A manager who worked for the Co-op was sacked after exposing the illegal sale of prescription drugs in scenes reminiscent of the escapades of Arthur Daley and Del Boy Trotter,’ referring to characters in Minder and Only Fools And Horses a Tribunal in Stoke-on-Trent has said.
The Co-op sold many thousands of pounds worth of medicines at a ‘car boot sale’ in scenes reminiscent of ‘Del Boy Trotter’, an employment tribunal has heard.
The Co-op held the sale in a car park at its distribution centre in Stoke-on-Trent after telling its 750 pharmacy branches to return goods totalling £1.7 million that were unsold or close to expiry date.

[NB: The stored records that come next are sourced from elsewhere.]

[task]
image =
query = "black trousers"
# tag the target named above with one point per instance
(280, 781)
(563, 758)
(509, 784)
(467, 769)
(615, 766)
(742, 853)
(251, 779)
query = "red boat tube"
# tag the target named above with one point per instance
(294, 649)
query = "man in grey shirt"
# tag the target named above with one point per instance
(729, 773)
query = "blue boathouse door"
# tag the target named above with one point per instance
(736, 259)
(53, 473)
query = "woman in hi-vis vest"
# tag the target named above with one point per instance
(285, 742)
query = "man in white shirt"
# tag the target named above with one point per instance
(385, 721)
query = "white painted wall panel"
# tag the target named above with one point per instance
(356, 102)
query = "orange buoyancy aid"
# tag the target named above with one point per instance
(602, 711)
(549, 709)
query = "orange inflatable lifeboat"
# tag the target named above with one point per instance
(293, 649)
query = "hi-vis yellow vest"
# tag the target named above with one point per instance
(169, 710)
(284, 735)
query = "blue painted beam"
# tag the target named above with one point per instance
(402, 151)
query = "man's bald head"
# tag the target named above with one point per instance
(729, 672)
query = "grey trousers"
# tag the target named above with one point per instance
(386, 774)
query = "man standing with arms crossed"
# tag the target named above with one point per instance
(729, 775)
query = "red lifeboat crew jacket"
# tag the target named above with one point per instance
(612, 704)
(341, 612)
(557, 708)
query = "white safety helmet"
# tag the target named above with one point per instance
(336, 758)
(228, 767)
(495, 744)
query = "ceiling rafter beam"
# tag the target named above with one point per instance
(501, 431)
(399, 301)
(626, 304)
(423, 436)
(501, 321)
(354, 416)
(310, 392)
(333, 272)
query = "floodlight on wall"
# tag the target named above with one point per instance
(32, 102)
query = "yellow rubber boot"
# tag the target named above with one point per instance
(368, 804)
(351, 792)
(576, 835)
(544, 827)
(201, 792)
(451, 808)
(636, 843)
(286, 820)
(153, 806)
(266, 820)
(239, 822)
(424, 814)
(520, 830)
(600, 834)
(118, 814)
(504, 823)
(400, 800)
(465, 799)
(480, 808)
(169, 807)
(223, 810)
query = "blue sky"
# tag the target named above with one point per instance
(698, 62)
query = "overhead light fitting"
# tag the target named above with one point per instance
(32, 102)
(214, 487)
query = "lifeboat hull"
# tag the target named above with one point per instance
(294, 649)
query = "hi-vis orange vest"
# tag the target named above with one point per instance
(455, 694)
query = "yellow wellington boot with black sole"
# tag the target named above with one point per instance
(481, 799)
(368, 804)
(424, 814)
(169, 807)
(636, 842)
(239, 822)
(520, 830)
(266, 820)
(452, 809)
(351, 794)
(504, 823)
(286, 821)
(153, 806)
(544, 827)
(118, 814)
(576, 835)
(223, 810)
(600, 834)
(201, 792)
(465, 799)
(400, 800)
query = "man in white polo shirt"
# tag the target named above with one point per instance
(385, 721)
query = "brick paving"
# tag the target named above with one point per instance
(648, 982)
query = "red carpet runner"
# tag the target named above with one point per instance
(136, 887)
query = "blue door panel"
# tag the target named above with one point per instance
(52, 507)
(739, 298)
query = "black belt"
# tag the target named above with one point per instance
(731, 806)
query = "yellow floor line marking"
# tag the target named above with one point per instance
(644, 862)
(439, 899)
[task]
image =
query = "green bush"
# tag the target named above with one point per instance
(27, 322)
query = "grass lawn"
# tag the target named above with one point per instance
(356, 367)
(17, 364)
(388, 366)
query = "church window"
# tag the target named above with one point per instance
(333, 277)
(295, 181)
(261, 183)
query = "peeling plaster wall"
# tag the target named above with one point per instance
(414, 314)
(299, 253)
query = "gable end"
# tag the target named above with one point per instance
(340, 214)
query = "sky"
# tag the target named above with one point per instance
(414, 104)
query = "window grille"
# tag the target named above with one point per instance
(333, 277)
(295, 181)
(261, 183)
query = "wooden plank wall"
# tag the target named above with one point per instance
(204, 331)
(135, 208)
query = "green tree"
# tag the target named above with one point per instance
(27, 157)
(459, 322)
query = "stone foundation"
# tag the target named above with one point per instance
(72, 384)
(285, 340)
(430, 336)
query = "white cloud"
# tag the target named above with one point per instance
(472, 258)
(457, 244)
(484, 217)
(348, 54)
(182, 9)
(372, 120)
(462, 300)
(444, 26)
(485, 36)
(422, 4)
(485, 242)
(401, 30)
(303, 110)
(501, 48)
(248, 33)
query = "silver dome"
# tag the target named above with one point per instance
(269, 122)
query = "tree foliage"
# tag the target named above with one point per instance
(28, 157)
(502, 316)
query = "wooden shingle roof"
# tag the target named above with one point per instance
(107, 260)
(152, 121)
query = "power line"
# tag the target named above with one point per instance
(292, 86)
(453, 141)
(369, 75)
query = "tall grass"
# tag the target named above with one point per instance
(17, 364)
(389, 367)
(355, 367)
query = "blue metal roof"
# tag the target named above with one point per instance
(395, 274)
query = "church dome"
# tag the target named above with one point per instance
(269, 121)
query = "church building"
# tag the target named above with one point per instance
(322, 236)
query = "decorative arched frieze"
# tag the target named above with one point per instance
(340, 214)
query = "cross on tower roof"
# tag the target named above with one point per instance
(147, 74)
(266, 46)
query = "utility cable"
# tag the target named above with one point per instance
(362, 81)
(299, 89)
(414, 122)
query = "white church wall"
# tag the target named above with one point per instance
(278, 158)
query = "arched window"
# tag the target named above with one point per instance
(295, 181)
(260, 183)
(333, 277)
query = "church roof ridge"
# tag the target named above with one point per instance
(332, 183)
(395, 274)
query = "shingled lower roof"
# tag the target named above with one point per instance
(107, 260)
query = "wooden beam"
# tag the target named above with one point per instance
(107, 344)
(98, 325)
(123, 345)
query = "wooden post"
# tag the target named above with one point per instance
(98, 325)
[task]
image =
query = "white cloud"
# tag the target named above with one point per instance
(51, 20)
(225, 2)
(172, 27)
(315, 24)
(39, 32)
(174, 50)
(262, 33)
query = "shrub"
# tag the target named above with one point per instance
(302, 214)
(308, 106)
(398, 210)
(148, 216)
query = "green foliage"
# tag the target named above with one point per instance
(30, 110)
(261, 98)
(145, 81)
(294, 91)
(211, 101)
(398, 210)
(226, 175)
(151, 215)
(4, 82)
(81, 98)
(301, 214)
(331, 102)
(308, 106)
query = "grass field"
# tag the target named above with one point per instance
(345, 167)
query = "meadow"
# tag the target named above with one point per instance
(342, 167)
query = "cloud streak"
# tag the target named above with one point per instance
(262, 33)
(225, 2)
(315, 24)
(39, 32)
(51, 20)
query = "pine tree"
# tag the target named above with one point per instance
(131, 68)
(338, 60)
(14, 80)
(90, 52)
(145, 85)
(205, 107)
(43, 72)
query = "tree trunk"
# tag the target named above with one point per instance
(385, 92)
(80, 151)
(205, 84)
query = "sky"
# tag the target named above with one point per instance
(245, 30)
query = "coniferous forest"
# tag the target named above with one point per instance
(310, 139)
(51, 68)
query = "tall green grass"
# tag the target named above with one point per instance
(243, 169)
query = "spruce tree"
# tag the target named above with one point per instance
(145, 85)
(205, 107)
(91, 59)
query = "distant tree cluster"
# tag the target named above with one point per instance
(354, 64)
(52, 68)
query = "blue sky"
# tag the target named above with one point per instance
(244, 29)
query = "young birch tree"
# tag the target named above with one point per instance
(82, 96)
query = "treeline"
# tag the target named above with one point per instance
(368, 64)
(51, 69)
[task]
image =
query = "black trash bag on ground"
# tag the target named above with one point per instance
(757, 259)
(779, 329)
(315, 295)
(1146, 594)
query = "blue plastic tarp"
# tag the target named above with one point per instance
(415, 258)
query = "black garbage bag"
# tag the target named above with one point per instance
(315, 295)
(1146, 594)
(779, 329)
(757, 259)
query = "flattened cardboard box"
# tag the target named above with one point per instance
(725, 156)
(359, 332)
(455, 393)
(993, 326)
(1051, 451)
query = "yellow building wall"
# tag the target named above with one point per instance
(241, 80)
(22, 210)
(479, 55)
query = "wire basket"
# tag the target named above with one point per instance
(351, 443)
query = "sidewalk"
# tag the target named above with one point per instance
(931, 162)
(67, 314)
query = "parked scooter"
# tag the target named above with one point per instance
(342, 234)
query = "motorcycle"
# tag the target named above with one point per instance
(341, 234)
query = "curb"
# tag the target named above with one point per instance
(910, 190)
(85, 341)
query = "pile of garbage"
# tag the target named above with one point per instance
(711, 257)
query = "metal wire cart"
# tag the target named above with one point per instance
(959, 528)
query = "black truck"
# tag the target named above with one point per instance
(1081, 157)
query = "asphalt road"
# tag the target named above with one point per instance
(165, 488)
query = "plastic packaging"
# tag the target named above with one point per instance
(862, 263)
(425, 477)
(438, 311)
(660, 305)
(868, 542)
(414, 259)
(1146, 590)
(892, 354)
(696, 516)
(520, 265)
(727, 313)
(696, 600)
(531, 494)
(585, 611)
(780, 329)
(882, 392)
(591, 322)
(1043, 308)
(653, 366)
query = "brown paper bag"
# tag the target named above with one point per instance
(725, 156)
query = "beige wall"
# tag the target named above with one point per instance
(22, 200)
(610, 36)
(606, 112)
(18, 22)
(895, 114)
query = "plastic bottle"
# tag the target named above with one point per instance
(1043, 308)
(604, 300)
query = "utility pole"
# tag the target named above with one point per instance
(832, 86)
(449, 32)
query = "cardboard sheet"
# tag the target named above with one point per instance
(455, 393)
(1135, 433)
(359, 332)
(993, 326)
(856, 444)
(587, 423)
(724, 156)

Prescription-only drugs turned up later on a stall in a street market.
The events were exposed at an employment tribunal into the sacking of a manager, Stuart Baddeley, who alerted his bosses after he went to the sale in July 2010, and removed prescription-only drugs because he feared it would be illegal to sell them.
He was then sacked after medicines were found months later in a market in Winsford, Cheshire, who claimed he sold them to a trader and he was arrested on suspicion of the theft.
The tribunal in Stoke-on-Trent ruled there was no evidence against him after police cleared him of any wrongdoing.
The tribunal found he had been ‘stitched up’ by Co-op bosses angered that he had raised a series of concerns, including that the car park sale was illegal.
It ruled that Mr Baddeley, 59, should have been protected by ‘whistleblower’ laws after he raised previous concerns about the Co-op’s operations in China. He now stands to win six-figure damages.
Under the Medicines Act 1968, over-the-counter and prescription-only medicines cannot be sold at unrestricted open-air markets. Those convicted face up to two years in prison or unlimited fines.